Engagement is dramatically down
There has been a significant shift in the engagement level here. Back in 2011-2013 it would not be unusual to get 60-80 comments on a single post. Today I probably average 10-20 comments. This is a phenomenon being witnessed all over the web right now.
Some of the engagement is moving to other places like Facebook and LinkedIn, some of the decline is because people are busy (people had more time to comment if they were looking for work in the recession) and part of it is the fact that most of you read this on a mobile device and it is damn hard leaving a comment on a smartphone.
Smartphones have really worked against bloggers.
Rapid adoption versus today
I was amazed to see that within the first three months some of my blog posts were making “best of” lists. Three months! I’m not sure it would be that easy to get that kind of attention today.
There used to be this “blog power ranking” created by AdAge magazine. Oh my how bloggers swooned over that thing. Within a year I had made the top 25 in the world and by year two I was usually ranked in the Top 10. So looking back, I’m surprised I was able to make so much progress that rapidly and I’m not sure I could achieve that today from a standing start. It’s a much more competitive world.
The tipping point
In Joe Pulizzi’s fine book Content Inc.
From the beginning, my blog audience grew steadily but after about 2.5 years it really shot up to a new level.
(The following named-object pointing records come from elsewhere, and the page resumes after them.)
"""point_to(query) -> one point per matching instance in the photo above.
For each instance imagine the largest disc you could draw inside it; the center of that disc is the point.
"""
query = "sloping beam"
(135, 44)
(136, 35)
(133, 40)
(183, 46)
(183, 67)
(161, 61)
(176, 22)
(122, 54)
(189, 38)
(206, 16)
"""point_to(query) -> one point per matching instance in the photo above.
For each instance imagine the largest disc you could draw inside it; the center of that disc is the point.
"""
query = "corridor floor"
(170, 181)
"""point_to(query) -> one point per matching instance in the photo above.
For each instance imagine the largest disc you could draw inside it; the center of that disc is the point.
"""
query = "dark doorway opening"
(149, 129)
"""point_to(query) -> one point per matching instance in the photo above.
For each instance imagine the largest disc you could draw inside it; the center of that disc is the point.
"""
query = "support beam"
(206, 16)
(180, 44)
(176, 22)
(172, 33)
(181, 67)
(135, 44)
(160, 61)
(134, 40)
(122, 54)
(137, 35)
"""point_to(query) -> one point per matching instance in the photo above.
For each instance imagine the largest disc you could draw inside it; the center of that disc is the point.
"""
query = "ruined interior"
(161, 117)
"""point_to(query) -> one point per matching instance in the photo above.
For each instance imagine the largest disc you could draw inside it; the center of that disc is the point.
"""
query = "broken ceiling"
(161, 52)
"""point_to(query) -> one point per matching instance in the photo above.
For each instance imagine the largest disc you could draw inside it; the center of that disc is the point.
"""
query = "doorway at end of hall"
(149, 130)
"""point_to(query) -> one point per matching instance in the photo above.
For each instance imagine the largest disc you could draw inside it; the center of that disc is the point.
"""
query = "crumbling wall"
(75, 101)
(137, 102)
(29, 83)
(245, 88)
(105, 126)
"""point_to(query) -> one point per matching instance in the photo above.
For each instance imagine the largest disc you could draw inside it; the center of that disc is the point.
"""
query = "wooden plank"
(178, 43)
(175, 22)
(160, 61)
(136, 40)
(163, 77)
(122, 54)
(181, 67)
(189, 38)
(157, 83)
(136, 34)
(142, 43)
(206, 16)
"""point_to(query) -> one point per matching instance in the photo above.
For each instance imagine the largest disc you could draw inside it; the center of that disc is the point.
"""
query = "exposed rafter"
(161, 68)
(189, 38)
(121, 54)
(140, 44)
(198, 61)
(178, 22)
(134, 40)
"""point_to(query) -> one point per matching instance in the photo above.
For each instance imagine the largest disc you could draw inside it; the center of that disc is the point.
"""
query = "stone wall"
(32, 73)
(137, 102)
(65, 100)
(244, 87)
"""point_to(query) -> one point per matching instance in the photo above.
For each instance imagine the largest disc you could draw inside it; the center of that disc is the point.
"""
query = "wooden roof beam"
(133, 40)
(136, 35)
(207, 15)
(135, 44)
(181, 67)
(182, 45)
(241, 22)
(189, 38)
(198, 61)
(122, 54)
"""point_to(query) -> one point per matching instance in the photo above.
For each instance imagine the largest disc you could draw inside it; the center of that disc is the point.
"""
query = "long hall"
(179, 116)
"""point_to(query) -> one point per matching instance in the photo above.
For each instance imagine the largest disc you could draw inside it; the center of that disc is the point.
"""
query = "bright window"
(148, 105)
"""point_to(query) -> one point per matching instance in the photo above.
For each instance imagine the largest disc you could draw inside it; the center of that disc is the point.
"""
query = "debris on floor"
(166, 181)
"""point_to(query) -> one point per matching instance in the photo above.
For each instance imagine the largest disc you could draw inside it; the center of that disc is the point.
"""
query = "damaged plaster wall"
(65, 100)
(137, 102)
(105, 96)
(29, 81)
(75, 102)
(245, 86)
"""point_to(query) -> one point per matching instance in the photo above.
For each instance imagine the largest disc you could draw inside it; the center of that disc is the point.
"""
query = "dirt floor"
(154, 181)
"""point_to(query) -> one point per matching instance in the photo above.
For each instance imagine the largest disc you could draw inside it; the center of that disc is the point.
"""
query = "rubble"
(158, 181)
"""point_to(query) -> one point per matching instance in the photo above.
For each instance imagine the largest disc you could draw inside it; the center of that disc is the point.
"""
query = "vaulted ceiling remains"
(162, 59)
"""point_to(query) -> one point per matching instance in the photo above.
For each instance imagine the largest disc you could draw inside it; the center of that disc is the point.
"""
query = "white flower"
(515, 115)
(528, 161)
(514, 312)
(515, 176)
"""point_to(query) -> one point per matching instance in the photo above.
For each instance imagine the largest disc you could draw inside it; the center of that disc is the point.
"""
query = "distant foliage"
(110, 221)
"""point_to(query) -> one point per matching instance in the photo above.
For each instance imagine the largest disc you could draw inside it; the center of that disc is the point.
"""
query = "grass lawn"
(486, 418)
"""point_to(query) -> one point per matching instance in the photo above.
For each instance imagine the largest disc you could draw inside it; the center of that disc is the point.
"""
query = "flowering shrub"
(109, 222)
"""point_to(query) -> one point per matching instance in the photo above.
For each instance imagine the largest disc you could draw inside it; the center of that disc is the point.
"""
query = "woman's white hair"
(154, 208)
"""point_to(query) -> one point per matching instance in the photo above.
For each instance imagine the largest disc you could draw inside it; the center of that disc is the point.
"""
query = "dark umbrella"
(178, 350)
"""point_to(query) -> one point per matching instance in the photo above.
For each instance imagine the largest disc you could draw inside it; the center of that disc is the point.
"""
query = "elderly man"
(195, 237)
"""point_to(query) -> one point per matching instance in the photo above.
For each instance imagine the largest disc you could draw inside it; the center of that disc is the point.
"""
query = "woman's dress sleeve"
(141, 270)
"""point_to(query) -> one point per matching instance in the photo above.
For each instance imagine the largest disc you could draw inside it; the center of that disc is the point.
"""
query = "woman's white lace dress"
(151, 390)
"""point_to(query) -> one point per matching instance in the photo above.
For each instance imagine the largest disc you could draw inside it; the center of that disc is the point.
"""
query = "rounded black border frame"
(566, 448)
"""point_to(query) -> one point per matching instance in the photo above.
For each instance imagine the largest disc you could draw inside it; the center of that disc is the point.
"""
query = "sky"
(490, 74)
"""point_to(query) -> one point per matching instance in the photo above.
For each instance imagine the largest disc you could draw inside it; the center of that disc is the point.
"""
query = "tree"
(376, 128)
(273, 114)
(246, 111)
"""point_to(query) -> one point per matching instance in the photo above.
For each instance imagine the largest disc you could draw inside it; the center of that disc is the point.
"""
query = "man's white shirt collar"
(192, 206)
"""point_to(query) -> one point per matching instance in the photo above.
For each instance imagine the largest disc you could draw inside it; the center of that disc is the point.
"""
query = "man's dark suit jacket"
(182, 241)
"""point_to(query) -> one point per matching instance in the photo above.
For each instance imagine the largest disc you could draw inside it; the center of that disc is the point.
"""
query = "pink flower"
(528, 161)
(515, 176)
For me, I believe the change came because I was tuned in to audience feedback. As I plowed through hundreds of posts I wrote through the years, I could see my “voice” solidify, and my topics became more focused. I attribute this to the tremendous feedback I received through reader comments. Each week you gently nudged me into becoming the writer I am today.
There was another subtle strategy that helped me break through. I made a decision at the beginning of my blogging career to write for readers and NOT write for SEO. This was a risky decision because it was squarely against the conventional wisdom of that time, and maybe even today.
By definition, if you constantly optimize for “popular” words, you’re not distinct. To stand out you have to be original, and you’re not going to be original if you write the same keyword-laden posts as everybody else. SEO works against viral.
One reader recently told me that she starts every day with a cup of coffee and my blog. I have become part of the fabric of her life. You’re not going to build that kind of emotional connection with an audience by tweaking keywords every day. I write for you, period.
Where is everybody?
It’s amazing how blog readers seem to come and go in waves. Sure, I have a few people who have read the blog for many years but it made me sad to see how many regulars (who became friends) have gone silent.
Time passes so quickly. It was stunning to see how many people I’ve lost track of. Are you out there?
So those are a few things that went through my mind during the blog post purge. If you’re reading this … well, it just makes me appreciate you even more. I feed off of your support and comments and I thank you. Thank you so much for being here. It will be fascinating to see how {grow} continues to unfold.